Analyzing Brominated Flame Retardants in Food Using GC–APCI-MS–MS

Gas chromatography–atmospheric pressure chemical ionization (GC–APCI) offers increased limits of sensitivity in food analysis. Carlos Sales Martinez from the Research Institute of Pesticides and Water in the University Jaume I, Castellón, Spain, has been exploring the novelty of this technique for the analysis of food samples. He recently spoke to LCGC about this work.

Q. In 2015, your group published a study presenting a novel analytical approach using gas chromatography–atmospheric pressure chemical ionization-tandem mass spectrometry (GC–APCI-MS–MS) to analyze brominated flame retardants (BFRs) in food (1). What led your group to investigate this approach?

A:

Our group previously collaborated with other groups to improve our understanding of the methods used to analyze BFRs. This scheme brought us in contact with Mª José González and Belen Gómara from the Institute of General Organic Chemistry at CSIC in Madrid, Spain. This group had previously applied gas chromatography–electron ionization-tandem mass spectrometry (GC–EI-MS–MS) to polybrominated diphenyl ethers (PBDEs) and novel brominated flame retardants (BFRs) 1,2-Bis(2,4,6-tribromophenoxy)ethane (BTBPE) and decabromodiphenyl ethane (DBDPE) to investigate a wide variety of complex matrices, but observed sensitivity limitations, particularly for the highly brominated congeners (2). Our study was derived from their research: We wanted to explore the potential of the new atmospheric pressure chemical ionization (APCI) source designed for GC to analyze these compounds.   
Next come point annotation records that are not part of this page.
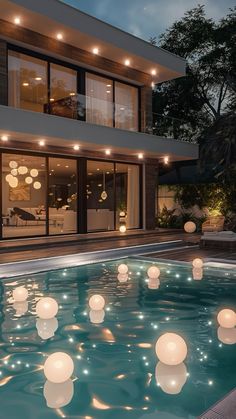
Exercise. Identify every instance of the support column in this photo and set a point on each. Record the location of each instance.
(3, 73)
(151, 181)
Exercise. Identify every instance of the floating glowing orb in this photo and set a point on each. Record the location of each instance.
(58, 367)
(28, 180)
(46, 328)
(96, 302)
(58, 395)
(122, 277)
(20, 294)
(37, 185)
(197, 263)
(96, 316)
(171, 378)
(190, 227)
(171, 349)
(34, 172)
(227, 335)
(227, 318)
(197, 274)
(46, 308)
(22, 170)
(122, 228)
(123, 269)
(153, 272)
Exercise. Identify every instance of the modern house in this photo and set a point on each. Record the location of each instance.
(77, 148)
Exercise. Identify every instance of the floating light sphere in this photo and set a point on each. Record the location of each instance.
(190, 227)
(122, 277)
(197, 274)
(34, 172)
(46, 308)
(58, 367)
(171, 349)
(96, 302)
(197, 263)
(13, 164)
(46, 328)
(227, 318)
(153, 272)
(20, 294)
(22, 170)
(123, 269)
(28, 180)
(153, 283)
(227, 335)
(21, 307)
(96, 316)
(171, 378)
(122, 228)
(37, 185)
(58, 395)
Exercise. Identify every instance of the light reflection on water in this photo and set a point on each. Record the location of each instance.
(116, 369)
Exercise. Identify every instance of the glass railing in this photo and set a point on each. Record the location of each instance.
(103, 112)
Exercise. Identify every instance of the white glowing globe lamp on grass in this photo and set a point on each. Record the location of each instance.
(153, 272)
(123, 269)
(58, 367)
(171, 349)
(197, 263)
(227, 318)
(46, 308)
(190, 227)
(20, 294)
(171, 379)
(96, 302)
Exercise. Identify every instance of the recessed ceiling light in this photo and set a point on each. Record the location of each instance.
(59, 36)
(95, 51)
(4, 138)
(17, 21)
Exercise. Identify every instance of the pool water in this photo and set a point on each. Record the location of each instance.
(115, 361)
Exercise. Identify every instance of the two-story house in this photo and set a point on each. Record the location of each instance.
(77, 150)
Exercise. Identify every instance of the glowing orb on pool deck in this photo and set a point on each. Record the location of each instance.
(122, 277)
(46, 308)
(153, 272)
(227, 318)
(123, 269)
(197, 263)
(58, 367)
(190, 227)
(96, 316)
(227, 335)
(171, 349)
(20, 294)
(171, 378)
(58, 395)
(96, 302)
(46, 328)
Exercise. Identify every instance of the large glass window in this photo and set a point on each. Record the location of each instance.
(27, 82)
(126, 107)
(24, 195)
(62, 198)
(63, 85)
(127, 195)
(100, 196)
(99, 100)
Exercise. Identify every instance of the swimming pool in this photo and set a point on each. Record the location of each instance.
(115, 363)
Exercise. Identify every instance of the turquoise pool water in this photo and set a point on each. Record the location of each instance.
(115, 360)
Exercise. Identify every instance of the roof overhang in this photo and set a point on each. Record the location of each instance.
(50, 17)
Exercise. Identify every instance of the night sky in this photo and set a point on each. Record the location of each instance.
(145, 18)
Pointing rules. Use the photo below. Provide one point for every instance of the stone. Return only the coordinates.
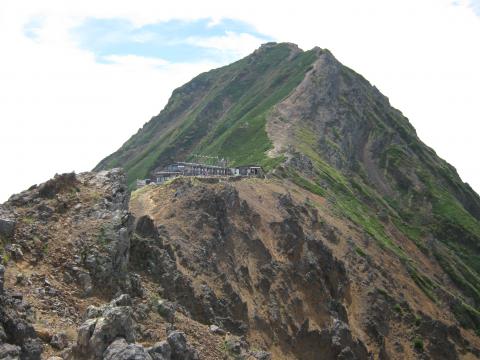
(214, 329)
(180, 349)
(262, 355)
(59, 341)
(2, 278)
(7, 227)
(160, 351)
(111, 322)
(121, 350)
(166, 309)
(122, 300)
(9, 352)
(85, 281)
(146, 228)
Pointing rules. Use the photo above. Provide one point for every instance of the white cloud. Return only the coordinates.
(237, 43)
(60, 110)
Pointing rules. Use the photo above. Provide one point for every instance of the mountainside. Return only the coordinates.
(316, 122)
(359, 243)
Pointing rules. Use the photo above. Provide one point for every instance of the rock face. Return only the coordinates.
(104, 325)
(108, 333)
(18, 339)
(359, 243)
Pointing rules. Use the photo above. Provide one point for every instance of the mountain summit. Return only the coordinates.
(314, 122)
(356, 242)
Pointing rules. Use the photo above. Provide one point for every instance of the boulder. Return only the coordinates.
(9, 352)
(180, 349)
(7, 227)
(160, 351)
(121, 350)
(112, 321)
(59, 341)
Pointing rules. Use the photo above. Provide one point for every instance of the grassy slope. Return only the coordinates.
(431, 212)
(221, 112)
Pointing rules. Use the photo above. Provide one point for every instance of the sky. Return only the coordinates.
(78, 78)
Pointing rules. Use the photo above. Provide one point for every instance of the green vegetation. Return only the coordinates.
(418, 344)
(222, 112)
(398, 309)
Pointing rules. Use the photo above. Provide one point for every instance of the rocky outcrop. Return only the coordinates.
(18, 339)
(102, 326)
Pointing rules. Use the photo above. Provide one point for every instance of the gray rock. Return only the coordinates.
(121, 350)
(180, 349)
(111, 322)
(214, 329)
(122, 300)
(9, 352)
(262, 355)
(166, 309)
(7, 227)
(160, 351)
(2, 277)
(59, 341)
(85, 282)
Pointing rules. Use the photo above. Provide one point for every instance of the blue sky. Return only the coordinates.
(83, 76)
(173, 40)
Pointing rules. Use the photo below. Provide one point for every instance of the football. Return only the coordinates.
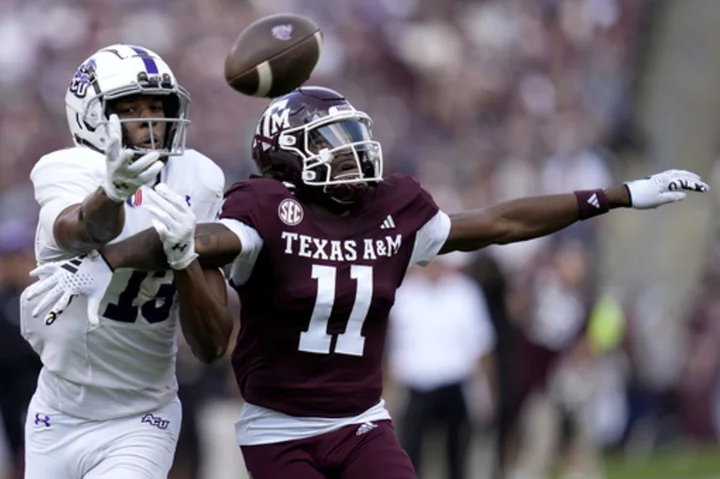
(274, 55)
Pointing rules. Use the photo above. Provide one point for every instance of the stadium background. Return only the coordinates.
(483, 101)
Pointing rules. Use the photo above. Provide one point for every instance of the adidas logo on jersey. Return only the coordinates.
(594, 201)
(365, 427)
(388, 223)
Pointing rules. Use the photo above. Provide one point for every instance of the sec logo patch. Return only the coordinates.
(290, 211)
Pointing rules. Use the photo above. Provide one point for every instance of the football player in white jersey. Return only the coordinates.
(106, 403)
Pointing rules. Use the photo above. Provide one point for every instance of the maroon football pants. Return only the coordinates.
(353, 452)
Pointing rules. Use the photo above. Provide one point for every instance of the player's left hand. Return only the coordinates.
(60, 282)
(175, 223)
(662, 188)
Q. What are the benefits of GC–APCI compared to traditional GC–EI for persistent contaminants and volatile organic compounds (VOCs) in food samples?

A:

The novel APCI source is a soft ionization source that enhances the formation of the molecular ion and/or protonated molecule with a significantly reduced in-source fragmentation. In most cases this is the base peak of the spectrum. Electron ionization sources provide a very low intensity (or absence) of the molecular ion when analyzing persistent organic pollutants (POPs) such as PBDEs, some novel BFRs, hexabromocyclododecane (HBCD), as well as some pesticide families like pyretroids or endosulphans, among many others. Generally the MS–MS transitions use a fragment ion as a precursor. However, APCI promotes the formation of the (quasi)molecular ion, which becomes suitable as a precursor ion for MS–MS experiments, resulting in the enhancement of both sensitivity and specificity, and decreasing interferences. In non-target analysis, the high fragmentation observed in EI sources could provide similar spectra for different components, so having the molecular ion or the protonated molecule is a great advantage when elucidating unknown compounds as well as for “suspect” analysis approaches.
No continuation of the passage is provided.